I definately won't procrastinate, just want it planned well. I'll be busy this weekend.

----------


## simpleyork

he took a week old rat today! good sign. took measurements on that tool box this morning 
5'8" x 3'6" x 1'10"  then I'll add a 1'9" more to it in hight

----------


## Robyn@SYR

Great husbandry will work wonders for a troubled Water (or any under kept lizard). You do have to watch for respiratory issues, blowing bubbles and clicking, that would be a negative sign.

But great temps, hydration, secure hides, followed by a strong diet, and you could be on the right track.

However, eggs, goldfish and frozen walrus pops do not a good diet make. 

Feeder insects, rodents. Done. That is all you need. Feeding a monitor that already has likely parasite issues more prey items that have all new parasite issues (goldfish) is running down the wrong road.

Don't force feed or assist feed, that in not needed.

Check out the monitor info at our site ProExotics.com, in the FAQ and caresheet section. Some things I need to update, like soaking (not needed given a good setup, unless you are trying to get pretty pictures done), but temps and diet info is all applicable to your animal.

Once you get some food in, poop will come out, then you need to get a fecal done at the vet, and treat parasites accordingly.
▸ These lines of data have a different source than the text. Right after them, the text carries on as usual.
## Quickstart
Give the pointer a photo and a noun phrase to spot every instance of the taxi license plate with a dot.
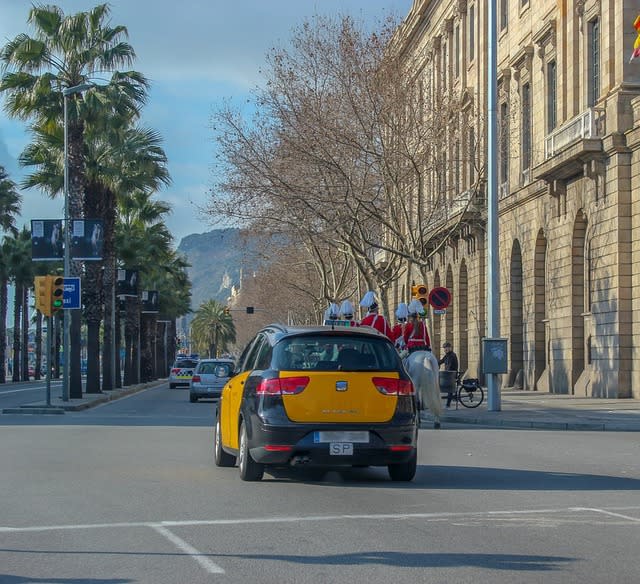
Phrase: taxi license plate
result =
(356, 436)
(341, 449)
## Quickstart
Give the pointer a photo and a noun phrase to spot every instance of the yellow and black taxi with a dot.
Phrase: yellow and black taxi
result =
(319, 396)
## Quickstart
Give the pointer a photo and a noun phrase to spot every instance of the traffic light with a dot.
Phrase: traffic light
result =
(420, 292)
(42, 286)
(57, 294)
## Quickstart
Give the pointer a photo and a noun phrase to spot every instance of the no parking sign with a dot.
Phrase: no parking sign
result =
(440, 298)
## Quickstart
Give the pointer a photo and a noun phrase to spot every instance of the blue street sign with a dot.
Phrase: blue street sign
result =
(71, 296)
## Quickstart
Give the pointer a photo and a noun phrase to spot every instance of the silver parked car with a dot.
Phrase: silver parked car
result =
(209, 378)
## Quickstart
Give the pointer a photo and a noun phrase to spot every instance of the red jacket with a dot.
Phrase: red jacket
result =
(378, 322)
(420, 339)
(397, 332)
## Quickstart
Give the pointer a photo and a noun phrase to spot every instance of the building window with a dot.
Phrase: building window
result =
(472, 156)
(472, 32)
(504, 14)
(445, 40)
(456, 50)
(526, 126)
(552, 96)
(504, 144)
(594, 62)
(456, 167)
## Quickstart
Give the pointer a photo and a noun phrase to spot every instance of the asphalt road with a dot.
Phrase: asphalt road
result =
(127, 492)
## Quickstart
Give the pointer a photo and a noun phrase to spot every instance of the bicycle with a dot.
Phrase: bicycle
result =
(469, 392)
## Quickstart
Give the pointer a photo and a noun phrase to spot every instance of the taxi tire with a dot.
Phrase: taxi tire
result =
(250, 470)
(404, 471)
(221, 458)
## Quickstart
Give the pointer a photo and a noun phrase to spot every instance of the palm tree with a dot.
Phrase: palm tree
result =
(17, 253)
(212, 330)
(65, 52)
(9, 208)
(142, 242)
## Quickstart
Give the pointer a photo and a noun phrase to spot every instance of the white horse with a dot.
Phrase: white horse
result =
(423, 368)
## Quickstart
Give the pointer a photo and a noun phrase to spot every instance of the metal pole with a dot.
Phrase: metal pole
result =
(49, 360)
(113, 331)
(66, 338)
(493, 263)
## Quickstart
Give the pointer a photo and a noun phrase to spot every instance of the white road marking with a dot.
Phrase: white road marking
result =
(21, 390)
(182, 545)
(315, 518)
(610, 513)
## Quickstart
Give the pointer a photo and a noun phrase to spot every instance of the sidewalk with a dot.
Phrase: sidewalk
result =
(530, 409)
(88, 400)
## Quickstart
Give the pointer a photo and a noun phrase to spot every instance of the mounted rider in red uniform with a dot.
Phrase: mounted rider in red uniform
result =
(373, 318)
(416, 336)
(397, 333)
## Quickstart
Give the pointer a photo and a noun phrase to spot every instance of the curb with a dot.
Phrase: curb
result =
(427, 420)
(100, 398)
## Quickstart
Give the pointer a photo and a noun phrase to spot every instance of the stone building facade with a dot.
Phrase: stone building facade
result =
(569, 178)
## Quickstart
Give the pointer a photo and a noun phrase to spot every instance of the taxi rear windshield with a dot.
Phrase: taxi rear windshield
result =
(322, 353)
(185, 364)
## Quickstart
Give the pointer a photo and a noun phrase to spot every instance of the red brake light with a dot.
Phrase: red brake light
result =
(390, 386)
(293, 385)
(284, 386)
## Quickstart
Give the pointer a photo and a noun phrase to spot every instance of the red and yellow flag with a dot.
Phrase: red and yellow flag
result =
(636, 44)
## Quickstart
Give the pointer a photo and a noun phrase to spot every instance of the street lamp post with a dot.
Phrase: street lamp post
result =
(66, 339)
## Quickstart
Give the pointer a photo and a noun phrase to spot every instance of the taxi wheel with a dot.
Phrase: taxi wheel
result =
(222, 458)
(250, 470)
(406, 470)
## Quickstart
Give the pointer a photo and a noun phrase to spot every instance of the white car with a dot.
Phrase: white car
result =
(209, 378)
(182, 372)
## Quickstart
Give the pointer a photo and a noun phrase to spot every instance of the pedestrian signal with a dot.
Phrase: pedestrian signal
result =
(57, 294)
(420, 292)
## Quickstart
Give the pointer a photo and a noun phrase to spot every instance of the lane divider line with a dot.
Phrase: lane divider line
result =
(206, 563)
(312, 518)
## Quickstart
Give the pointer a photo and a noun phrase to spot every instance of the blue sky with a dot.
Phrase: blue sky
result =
(197, 54)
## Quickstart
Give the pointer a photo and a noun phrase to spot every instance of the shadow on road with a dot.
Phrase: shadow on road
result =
(518, 562)
(459, 477)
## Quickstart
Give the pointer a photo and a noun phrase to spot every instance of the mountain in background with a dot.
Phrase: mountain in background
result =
(218, 259)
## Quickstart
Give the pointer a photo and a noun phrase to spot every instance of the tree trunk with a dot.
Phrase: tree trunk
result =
(75, 159)
(93, 315)
(146, 348)
(38, 366)
(4, 293)
(118, 334)
(108, 288)
(25, 333)
(17, 302)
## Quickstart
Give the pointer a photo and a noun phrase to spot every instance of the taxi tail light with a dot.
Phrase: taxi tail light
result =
(282, 386)
(390, 386)
(400, 447)
(278, 448)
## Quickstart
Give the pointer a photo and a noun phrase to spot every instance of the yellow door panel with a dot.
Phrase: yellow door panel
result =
(334, 396)
(231, 399)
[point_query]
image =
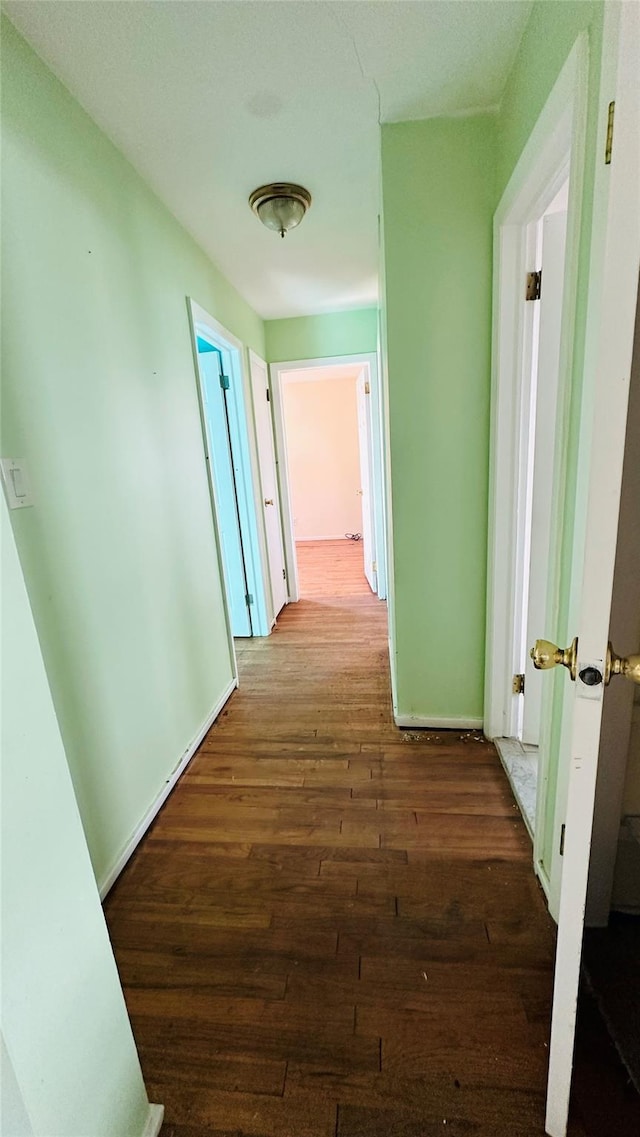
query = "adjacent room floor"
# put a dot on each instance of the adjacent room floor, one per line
(333, 928)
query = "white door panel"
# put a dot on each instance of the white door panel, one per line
(363, 391)
(613, 291)
(268, 481)
(545, 417)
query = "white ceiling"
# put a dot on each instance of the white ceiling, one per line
(210, 99)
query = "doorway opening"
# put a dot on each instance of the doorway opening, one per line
(327, 425)
(227, 451)
(537, 240)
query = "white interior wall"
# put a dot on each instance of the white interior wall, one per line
(321, 418)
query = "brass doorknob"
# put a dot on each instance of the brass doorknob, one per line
(625, 665)
(547, 655)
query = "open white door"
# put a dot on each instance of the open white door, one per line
(613, 292)
(543, 412)
(268, 481)
(363, 390)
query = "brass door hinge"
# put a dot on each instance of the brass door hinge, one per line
(533, 285)
(609, 142)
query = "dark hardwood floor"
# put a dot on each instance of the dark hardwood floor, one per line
(333, 929)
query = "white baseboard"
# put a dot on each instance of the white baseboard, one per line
(324, 537)
(159, 801)
(433, 722)
(155, 1119)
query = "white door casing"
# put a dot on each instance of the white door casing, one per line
(365, 443)
(613, 293)
(268, 482)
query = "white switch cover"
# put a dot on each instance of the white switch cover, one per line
(15, 480)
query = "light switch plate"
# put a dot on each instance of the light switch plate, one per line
(15, 479)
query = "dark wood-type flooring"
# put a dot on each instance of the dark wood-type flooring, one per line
(332, 928)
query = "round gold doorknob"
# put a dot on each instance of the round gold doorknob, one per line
(628, 666)
(547, 655)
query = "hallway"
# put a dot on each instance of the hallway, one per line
(333, 927)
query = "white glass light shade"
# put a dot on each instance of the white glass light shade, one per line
(280, 206)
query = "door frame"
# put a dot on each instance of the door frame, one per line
(555, 148)
(258, 393)
(244, 461)
(368, 360)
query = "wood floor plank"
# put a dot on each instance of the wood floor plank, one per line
(332, 929)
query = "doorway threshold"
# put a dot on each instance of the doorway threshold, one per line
(521, 765)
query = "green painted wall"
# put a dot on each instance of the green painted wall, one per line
(99, 397)
(438, 198)
(550, 33)
(73, 1061)
(315, 337)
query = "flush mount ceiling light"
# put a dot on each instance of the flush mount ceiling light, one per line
(280, 206)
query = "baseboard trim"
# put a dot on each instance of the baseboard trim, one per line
(433, 722)
(159, 801)
(155, 1119)
(324, 537)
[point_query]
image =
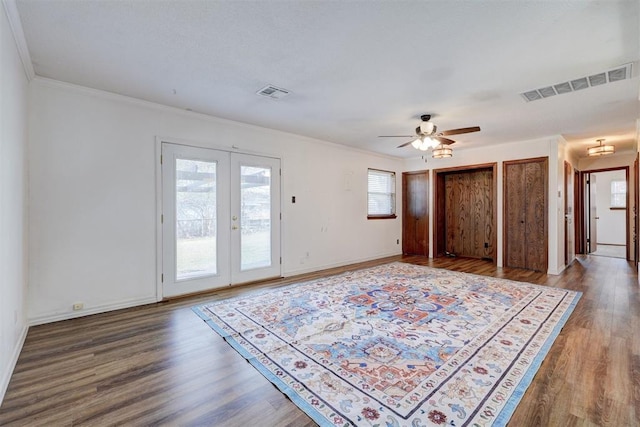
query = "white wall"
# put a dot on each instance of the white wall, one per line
(587, 164)
(92, 198)
(611, 223)
(13, 202)
(546, 147)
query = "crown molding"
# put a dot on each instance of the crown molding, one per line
(11, 10)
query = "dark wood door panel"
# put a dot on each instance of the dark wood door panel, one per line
(525, 214)
(415, 213)
(469, 214)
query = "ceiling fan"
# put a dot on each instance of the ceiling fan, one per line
(427, 136)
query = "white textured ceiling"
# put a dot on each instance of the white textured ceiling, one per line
(356, 69)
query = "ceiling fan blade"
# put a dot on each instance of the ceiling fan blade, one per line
(459, 131)
(443, 141)
(405, 144)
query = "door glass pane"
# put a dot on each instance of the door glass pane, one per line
(255, 217)
(195, 219)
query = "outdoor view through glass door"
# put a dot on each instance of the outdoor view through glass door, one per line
(221, 218)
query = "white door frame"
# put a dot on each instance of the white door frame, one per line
(159, 201)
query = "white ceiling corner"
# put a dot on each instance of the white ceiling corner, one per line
(355, 69)
(15, 24)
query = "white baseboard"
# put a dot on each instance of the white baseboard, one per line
(338, 264)
(55, 317)
(6, 375)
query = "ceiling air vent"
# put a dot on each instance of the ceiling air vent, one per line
(547, 91)
(620, 73)
(273, 92)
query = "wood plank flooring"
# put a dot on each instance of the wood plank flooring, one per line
(160, 364)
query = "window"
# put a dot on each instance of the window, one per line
(381, 196)
(618, 194)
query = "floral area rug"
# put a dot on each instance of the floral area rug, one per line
(397, 344)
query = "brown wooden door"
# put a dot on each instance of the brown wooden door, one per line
(469, 213)
(526, 212)
(636, 198)
(415, 213)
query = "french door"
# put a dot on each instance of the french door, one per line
(221, 218)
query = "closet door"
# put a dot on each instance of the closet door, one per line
(525, 214)
(415, 213)
(514, 218)
(535, 215)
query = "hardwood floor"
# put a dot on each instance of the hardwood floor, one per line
(160, 364)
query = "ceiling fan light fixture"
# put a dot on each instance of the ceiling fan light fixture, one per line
(442, 152)
(601, 150)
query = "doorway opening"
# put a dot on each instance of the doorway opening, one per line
(605, 212)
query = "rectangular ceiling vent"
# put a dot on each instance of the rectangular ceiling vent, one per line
(273, 92)
(620, 73)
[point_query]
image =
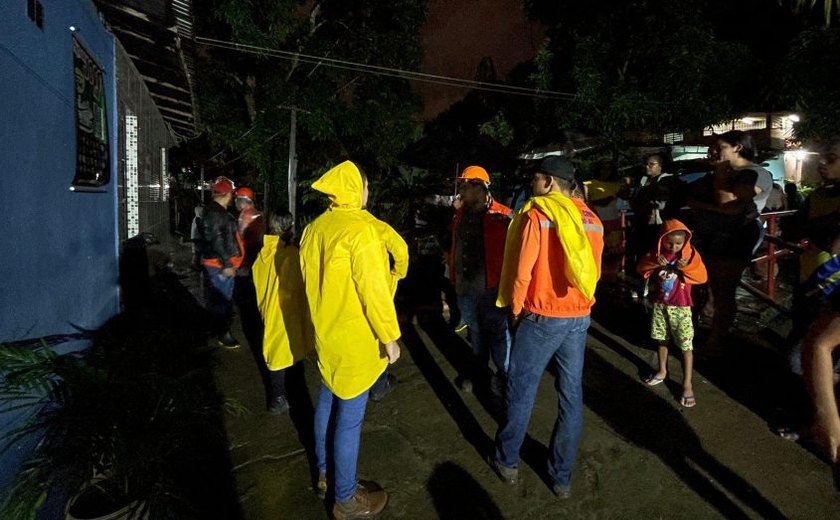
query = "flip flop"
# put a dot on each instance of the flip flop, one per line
(652, 380)
(787, 433)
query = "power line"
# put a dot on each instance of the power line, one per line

Cage wise, I would work around the cattle troughs for now, build from there, that is your best bet.

Best of luck.

----------

wolfy-hound (04-12-2012)

----------


## infernalis

Thanks for posting that Robyn, I wanted to make the statement about not needing a soak, but I didn't want to be viewed as going against your established care sheet.

----------


## simpleyork

hey thanks. i'll not feed them any goldfish anymore.  just put the rat in this morning before heading out to do some stuff in town when i came back he had eaten it and was basking under the lamp, so the mice i bought will have to wait, he does have a supply of dubia roaches and has eaten a few of them as well.  Bought some wood today so tomorrow i'll get his new encloser put together and pictures put up for critque

Robyn@SYR  I printed up that care sheet you had on it and am going to do all I can to follow it to the "T"
thanks

----------


## Robyn@SYR

Best of luck with your Water. They can be a bit tricky, but once you get the basics down, they thrive. Search out Jim Heck on Facebook, he has a PE Water, a BIG one, and he would probably chat you up about adult caging.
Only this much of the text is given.